We use a binary sentimental classification dataset. Sentimental analysis is the task of analyzing people’s opinions, reviews, and comments presented as textual data. It gives intuition about different points of view and feedback by detecting relevant words used to express specific sentiments [10]. Today, companies rely on sentimental analysis to improve their strategy. People’s opinions are collected from different sources like Facebook, Tweets, product reviews and processed in order to understand customer’s needs and improve marketing plans. When the sentiment is divided into positive and negative ones, it is called binary sentimental analysis which is the most common type and the one used in our case. While multi-class sentiment analysis classifies text into groups of possible labels. We use multi-Domain Sentiment Dataset², which contains multiple domains reviews (books and dvd) from Amazon.com, where for each type of product there are hundred of thousands of collected reviews. Then, we use an experiment introduced in [13] which aims to evaluate if explanations could help a simulated user to recognize the best model from a group of models having the same accuracy on validation set. In the order to do this, a new dataset will be generated by adding 10 artificial features to the train and validation set from original public dataset (reviews). For the train examples, each of those features appears in 10% of instances in one class and in 20% of the other class. In the test examples, an artificial feature appears in 10% of examples in both classes. This represents the case of having spurious correlations in the data introduced by none informative features.

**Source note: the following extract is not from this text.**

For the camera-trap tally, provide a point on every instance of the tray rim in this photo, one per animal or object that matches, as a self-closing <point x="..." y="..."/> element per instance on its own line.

4.2 Evaluation and Results

We train pairs of classifiers until their validation accuracy is within 0.1% of each other. However, their test accuracy should differ by at least 5% which will make one classifier better than the other. Then, we explain global behaviors of both classifiers using our proposed approach CoSP.

Fig. 3.

Top 5 features per class picked by CoSP global approach for review’s binary classification on books dataset

Fig. 4.

Top 5 features per class picked by CoSP global approach for review’s binary classification on kitchen dataset

To validate our approach, we use the same experimental setting introduced in [7] by selecting top five important features per class chosen as most relevant ones to be considered for the classification task. Global approach is validated if it selects distinguishing features. Results shown in Figs. 3 and 4 were produced by applying CoSP with its hyper-parameters: \(\lambda \approx 2.11\), \(\beta \approx 61.79\), \(\delta = 1\) and \(h = 17000\) (which stands for the number of features selected by CoSP). First, the displayed perception contains words that are meaningful in order to judge the type of comment. Features are aligned with human intuition and words with no representative meaning like stop words were not selected. Second, noisy features labeled with prefix “FAKE" added to the dataset were not deemed important.

5 Conclusion

In this paper, we presented CoSP, a generic framework aiming to select individual instances in order to provide global explanation for machine learning models. We used Co-selection based on similarity as foundation to build global understanding of the black box internal logic over any local explainer. Furthermore, we conducted some experiments showing that CoSP offers representative insights. This study is a another step towards understanding machine learning models globally. For future work, we would like to explore this methods in the context of time series data, as it is a challenging to find representative illustration for this type of data.